Le secteur de la tech est en alerte. Anthropic a récemment restreint l’accès à son nouveau modèle, baptisé Mythos, à un cercle très fermé de partenaires technologiques — principalement des géants basés aux États-Unis comme Microsoft, Amazon et Apple.

Cette décision, motivée par la dangerosité potentielle de l’outil en matière de cyberattaques, laisse les agences de sécurité européennes dans l’obscurité quasi totale.

Asymétrie de l’information

Une enquête de Politico révèle que sur huit agences nationales de cybersécurité contactées sur le continent européen, seule la BSI allemande a entamé un dialogue structuré avec Anthropic.

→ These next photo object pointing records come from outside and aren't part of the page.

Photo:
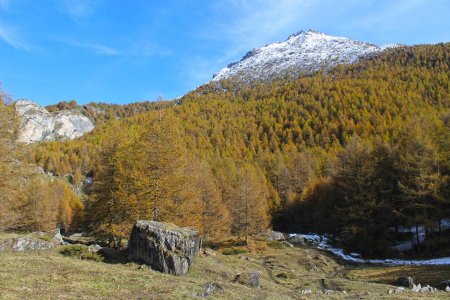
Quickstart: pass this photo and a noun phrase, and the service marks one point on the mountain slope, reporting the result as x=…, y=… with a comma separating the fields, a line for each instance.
x=302, y=53
x=37, y=124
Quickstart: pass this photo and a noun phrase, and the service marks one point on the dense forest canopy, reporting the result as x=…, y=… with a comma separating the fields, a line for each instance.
x=357, y=151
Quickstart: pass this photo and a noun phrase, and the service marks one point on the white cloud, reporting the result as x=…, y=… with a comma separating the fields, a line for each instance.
x=10, y=36
x=259, y=21
x=77, y=9
x=93, y=47
x=100, y=49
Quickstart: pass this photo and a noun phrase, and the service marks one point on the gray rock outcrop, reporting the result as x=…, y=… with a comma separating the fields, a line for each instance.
x=251, y=279
x=163, y=246
x=37, y=124
x=405, y=281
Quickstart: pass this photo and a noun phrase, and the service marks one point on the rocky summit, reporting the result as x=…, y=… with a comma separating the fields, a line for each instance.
x=302, y=53
x=38, y=124
x=163, y=246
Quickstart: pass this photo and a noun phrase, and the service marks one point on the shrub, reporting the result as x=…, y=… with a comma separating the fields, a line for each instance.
x=80, y=252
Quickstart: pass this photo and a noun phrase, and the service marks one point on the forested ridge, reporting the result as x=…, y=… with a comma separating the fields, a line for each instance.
x=358, y=151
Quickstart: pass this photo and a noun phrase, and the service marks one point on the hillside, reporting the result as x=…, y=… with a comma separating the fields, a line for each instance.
x=316, y=151
x=286, y=274
x=303, y=53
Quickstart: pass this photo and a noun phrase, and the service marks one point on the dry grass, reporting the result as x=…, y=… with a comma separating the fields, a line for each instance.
x=285, y=272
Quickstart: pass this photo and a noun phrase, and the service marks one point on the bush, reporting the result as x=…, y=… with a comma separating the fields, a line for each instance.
x=275, y=244
x=234, y=251
x=80, y=252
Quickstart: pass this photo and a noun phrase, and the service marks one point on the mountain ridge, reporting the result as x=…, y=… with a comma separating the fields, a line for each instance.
x=302, y=53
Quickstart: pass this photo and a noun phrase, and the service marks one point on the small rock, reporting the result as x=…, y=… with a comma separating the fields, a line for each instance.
x=405, y=281
x=209, y=252
x=286, y=243
x=416, y=288
x=29, y=243
x=297, y=240
x=94, y=248
x=249, y=279
x=210, y=288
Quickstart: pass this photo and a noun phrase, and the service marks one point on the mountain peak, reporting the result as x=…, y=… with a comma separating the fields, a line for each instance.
x=303, y=52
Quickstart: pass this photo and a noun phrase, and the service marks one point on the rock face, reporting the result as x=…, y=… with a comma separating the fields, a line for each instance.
x=164, y=247
x=302, y=53
x=37, y=124
x=251, y=279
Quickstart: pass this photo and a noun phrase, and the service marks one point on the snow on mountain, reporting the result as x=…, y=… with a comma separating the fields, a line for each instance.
x=302, y=53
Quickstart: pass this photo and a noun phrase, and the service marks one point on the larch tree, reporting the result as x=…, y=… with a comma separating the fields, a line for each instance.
x=249, y=206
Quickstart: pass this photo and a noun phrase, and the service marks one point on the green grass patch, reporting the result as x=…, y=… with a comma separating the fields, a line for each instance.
x=80, y=252
x=234, y=251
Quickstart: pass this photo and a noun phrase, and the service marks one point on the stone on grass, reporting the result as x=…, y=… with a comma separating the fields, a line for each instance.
x=163, y=246
x=405, y=281
x=94, y=248
x=286, y=243
x=416, y=288
x=250, y=279
x=209, y=252
x=210, y=288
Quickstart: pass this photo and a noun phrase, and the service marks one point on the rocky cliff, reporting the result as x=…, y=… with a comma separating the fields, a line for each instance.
x=302, y=53
x=38, y=125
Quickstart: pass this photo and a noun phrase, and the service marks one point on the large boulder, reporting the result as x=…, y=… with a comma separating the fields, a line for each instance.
x=405, y=281
x=163, y=246
x=251, y=279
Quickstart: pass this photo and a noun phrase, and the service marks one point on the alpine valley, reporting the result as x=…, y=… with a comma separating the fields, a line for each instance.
x=320, y=163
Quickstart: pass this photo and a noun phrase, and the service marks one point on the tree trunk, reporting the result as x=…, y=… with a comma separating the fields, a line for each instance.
x=417, y=236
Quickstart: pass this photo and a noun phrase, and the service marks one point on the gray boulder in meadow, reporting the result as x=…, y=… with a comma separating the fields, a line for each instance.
x=163, y=246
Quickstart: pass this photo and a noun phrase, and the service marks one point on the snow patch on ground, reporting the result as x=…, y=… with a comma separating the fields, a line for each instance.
x=323, y=242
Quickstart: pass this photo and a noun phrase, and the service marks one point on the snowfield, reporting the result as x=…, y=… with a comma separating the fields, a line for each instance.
x=302, y=53
x=323, y=242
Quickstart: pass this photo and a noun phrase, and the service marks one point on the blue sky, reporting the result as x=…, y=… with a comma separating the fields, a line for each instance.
x=121, y=51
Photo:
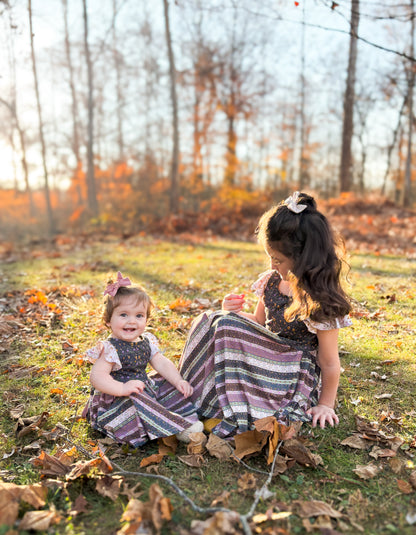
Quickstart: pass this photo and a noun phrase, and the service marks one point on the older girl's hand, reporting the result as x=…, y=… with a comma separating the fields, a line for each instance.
x=184, y=388
x=322, y=414
x=233, y=303
x=132, y=387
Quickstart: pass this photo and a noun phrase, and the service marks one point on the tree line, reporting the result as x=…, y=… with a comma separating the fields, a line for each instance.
x=136, y=113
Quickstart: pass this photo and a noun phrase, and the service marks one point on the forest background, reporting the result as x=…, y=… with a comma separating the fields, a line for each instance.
x=166, y=117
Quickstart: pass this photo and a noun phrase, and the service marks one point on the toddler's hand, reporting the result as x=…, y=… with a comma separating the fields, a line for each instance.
x=322, y=414
x=233, y=302
x=184, y=388
x=132, y=387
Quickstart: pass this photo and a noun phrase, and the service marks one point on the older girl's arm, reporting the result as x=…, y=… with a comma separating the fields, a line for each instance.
x=328, y=360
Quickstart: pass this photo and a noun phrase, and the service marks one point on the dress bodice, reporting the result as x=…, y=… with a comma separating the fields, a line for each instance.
x=134, y=357
x=275, y=304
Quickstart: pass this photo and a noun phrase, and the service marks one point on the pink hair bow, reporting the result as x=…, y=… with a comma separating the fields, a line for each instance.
x=292, y=203
x=113, y=287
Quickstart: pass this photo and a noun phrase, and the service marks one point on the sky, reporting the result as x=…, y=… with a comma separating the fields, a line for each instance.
x=325, y=52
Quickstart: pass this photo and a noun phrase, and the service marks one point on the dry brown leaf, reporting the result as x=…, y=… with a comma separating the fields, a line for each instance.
x=17, y=411
x=367, y=471
x=270, y=515
x=377, y=452
x=219, y=448
x=168, y=445
x=355, y=441
x=315, y=508
x=83, y=468
x=9, y=503
x=247, y=481
x=295, y=449
x=405, y=486
x=80, y=505
x=221, y=499
x=39, y=520
x=155, y=511
x=50, y=465
x=397, y=465
x=156, y=458
x=109, y=486
x=195, y=461
x=197, y=443
x=249, y=442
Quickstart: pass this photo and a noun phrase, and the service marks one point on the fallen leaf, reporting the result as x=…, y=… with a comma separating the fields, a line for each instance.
x=168, y=445
x=247, y=482
x=109, y=486
x=405, y=486
x=197, y=443
x=156, y=458
x=367, y=471
x=81, y=505
x=221, y=499
x=295, y=449
x=249, y=442
x=194, y=460
x=377, y=453
x=219, y=448
x=261, y=517
x=39, y=520
x=397, y=465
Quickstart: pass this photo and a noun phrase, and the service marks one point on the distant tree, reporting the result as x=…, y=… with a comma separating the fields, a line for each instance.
x=174, y=178
x=91, y=186
x=49, y=212
x=407, y=196
x=348, y=120
x=74, y=101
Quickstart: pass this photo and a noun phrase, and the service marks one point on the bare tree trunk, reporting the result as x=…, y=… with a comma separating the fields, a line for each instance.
x=51, y=223
x=348, y=124
x=174, y=193
x=117, y=65
x=407, y=197
x=391, y=147
x=74, y=103
x=91, y=187
x=302, y=170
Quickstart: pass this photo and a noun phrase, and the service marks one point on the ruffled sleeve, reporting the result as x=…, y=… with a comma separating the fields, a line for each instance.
x=259, y=286
x=337, y=323
x=154, y=343
x=108, y=351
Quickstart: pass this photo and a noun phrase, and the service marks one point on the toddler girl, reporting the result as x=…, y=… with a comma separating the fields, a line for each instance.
x=282, y=360
x=125, y=403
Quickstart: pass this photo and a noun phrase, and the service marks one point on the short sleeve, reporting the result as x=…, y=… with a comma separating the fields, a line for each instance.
x=153, y=342
x=337, y=323
x=108, y=351
x=259, y=286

Et ce sans toutefois pouvoir tester le modèle directement.

Cette situation contraste avec celle du Royaume-Uni, dont l’AI Security Institute a déjà pu évaluer Mythos et prendre des mesures préventives.

Cette exclusion de l’UE pose la question de la souveraineté numérique et de la capacité des entreprises locales à anticiper des cyberattaques d’une ampleur inédite.

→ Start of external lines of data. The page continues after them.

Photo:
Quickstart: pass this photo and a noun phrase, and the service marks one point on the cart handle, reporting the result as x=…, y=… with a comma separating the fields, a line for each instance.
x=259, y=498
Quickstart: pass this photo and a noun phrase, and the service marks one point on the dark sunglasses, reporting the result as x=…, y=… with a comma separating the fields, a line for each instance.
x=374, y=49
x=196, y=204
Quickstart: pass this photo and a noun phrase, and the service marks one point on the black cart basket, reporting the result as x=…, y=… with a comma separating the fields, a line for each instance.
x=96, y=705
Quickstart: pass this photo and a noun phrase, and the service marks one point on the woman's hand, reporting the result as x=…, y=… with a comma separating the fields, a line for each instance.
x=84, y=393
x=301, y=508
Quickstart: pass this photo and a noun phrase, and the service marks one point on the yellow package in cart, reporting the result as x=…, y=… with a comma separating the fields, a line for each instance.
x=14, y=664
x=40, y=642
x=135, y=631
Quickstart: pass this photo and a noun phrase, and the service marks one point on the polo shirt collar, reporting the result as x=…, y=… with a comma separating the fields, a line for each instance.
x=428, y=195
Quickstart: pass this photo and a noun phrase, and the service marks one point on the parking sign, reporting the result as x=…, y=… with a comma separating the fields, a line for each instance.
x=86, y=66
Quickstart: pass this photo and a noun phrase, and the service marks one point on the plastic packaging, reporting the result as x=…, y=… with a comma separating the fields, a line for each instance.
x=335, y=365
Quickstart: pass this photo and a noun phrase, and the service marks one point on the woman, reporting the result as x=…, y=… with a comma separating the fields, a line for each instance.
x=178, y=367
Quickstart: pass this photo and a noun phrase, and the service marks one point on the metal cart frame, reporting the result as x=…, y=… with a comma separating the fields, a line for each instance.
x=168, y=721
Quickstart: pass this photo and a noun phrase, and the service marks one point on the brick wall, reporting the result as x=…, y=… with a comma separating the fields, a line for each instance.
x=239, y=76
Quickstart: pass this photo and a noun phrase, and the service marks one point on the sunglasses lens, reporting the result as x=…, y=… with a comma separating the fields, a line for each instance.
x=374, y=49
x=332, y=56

Régulation : l’AI Act face à la réalité du marché

Mythos est capable d’identifier des vulnérabilités complexes plus rapidement que n’importe quelle équipe de « pentesting » (tests d’intrusion) humaine. Le modèle pourrait également révolutionner le déploiement de correctifs logiciels (patchs).

Cependant, cette puissance est à double tranchant. Si ces outils ne sont accessibles qu’à une poignée de firmes américaines, l’écosystème européen de la tech pourrait subir un déclassement, faute de pouvoir intégrer ces capacités dans leurs propres workflows de développement.

L’Union européenne, souvent perçue comme le « super-régulateur » mondial grâce à l’AI Act, semble ici contournée.